Option to provide list of repositories via a configuration file

dbschenker / contribution-checker

A tool to identify certain authors in repositories and analyze their commits. Helpful to check if and to which degree an organization's members have contributed to third-party projects.

Apache License 2.0

3 stars 1 forks source link

Option to provide list of repositories via a configuration file #5

Open mxmehl opened 1 year ago

mxmehl commented 1 year ago

To get a better overview about a set of repositories we need a way to specify multiple repositories. I would suggest an option -f, --file, which takes the name of a configuration file which contains all the information needed to do the analysis. This would be the expression for filtering by author email and a list of repository URLs.

To make this efficient, we might want to cache repositories at a defined location, so that the tool only transfers the minimal amount of data and doesn't check out all repositories from scratch with every invocation (see #4).

The report should then show a summary instead of the results for an individual repository.

mxmehl commented 1 year ago

I wonder what the summary for a multi-repo check should look like. Wouldn't it be better to just print all reports as a list of dicts, and also wrap the output for a single repo in a list? This way, it could easily be analysed by subsequent steps or tools.

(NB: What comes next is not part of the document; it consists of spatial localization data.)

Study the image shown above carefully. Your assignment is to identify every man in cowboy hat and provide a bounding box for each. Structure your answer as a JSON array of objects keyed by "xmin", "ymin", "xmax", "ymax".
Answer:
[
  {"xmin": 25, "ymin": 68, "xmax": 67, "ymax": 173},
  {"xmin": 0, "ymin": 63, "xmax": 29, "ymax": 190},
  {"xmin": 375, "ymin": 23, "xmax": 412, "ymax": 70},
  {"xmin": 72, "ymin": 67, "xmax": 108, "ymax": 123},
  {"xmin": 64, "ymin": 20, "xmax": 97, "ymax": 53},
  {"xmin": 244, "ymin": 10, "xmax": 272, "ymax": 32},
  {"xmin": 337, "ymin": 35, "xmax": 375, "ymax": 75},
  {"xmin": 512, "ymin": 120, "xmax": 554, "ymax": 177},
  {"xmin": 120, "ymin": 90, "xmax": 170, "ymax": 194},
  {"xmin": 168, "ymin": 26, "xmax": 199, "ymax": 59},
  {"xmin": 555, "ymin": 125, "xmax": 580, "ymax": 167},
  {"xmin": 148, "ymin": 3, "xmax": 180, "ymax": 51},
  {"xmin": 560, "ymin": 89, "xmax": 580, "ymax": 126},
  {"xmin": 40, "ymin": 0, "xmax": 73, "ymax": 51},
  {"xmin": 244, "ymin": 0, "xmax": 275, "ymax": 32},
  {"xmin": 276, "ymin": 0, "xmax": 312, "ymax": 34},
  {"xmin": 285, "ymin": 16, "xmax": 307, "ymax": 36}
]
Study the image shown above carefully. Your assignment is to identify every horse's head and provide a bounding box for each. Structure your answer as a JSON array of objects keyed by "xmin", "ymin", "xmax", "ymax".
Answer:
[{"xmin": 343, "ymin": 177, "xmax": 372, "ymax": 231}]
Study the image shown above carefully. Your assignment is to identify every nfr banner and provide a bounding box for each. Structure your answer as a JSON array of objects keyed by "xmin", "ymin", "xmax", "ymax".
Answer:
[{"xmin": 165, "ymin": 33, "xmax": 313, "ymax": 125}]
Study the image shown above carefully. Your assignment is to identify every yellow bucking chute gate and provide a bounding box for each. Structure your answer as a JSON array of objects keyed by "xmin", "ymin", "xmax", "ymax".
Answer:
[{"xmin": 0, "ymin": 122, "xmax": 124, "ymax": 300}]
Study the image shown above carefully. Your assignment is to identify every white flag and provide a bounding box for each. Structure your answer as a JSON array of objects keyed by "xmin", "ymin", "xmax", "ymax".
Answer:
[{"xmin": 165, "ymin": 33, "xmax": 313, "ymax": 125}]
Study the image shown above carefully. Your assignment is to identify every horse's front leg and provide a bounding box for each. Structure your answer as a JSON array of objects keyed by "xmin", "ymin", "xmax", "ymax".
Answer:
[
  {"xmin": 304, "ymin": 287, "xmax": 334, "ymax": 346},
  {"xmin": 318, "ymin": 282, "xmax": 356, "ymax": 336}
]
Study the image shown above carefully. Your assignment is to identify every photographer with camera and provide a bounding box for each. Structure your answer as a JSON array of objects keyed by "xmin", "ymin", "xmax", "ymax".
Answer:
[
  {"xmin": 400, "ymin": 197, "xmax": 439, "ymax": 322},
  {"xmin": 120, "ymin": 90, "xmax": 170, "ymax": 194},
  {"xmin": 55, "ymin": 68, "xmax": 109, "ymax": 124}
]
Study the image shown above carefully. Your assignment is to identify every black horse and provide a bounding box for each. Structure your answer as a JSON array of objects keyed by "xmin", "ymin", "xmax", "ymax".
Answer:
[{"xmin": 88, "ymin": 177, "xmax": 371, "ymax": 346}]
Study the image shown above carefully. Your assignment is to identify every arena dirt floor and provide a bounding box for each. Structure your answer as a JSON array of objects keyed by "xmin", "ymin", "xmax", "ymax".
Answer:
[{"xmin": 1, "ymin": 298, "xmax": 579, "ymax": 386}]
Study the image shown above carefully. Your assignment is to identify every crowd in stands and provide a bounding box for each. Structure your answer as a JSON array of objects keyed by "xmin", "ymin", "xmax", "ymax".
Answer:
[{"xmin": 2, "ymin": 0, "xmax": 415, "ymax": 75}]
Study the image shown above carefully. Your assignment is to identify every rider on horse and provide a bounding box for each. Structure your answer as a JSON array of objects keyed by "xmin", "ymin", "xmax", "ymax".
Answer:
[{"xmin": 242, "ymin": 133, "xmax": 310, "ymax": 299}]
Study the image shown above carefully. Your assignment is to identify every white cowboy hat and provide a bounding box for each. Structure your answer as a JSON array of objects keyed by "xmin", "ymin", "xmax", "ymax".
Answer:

cornelius commented 1 year ago

For a summary I would expect a report like this:

Repository	Number of ORG contributors	Total ORG contributions	Latest contribution
https://github.com/example/one	3	47	2023-08-01
https://github.com/example/two	1	2	2018-12-24 (more than a year ago)
https://github.com/example/three	0	0	no contributions

Where "ORG" would be a label or title for the specific contributions the checker filtered for.

I would maybe also like to see some additional fields such as "percentage of ORG contributions" or "average ORG activity per week" or "average total activity per week".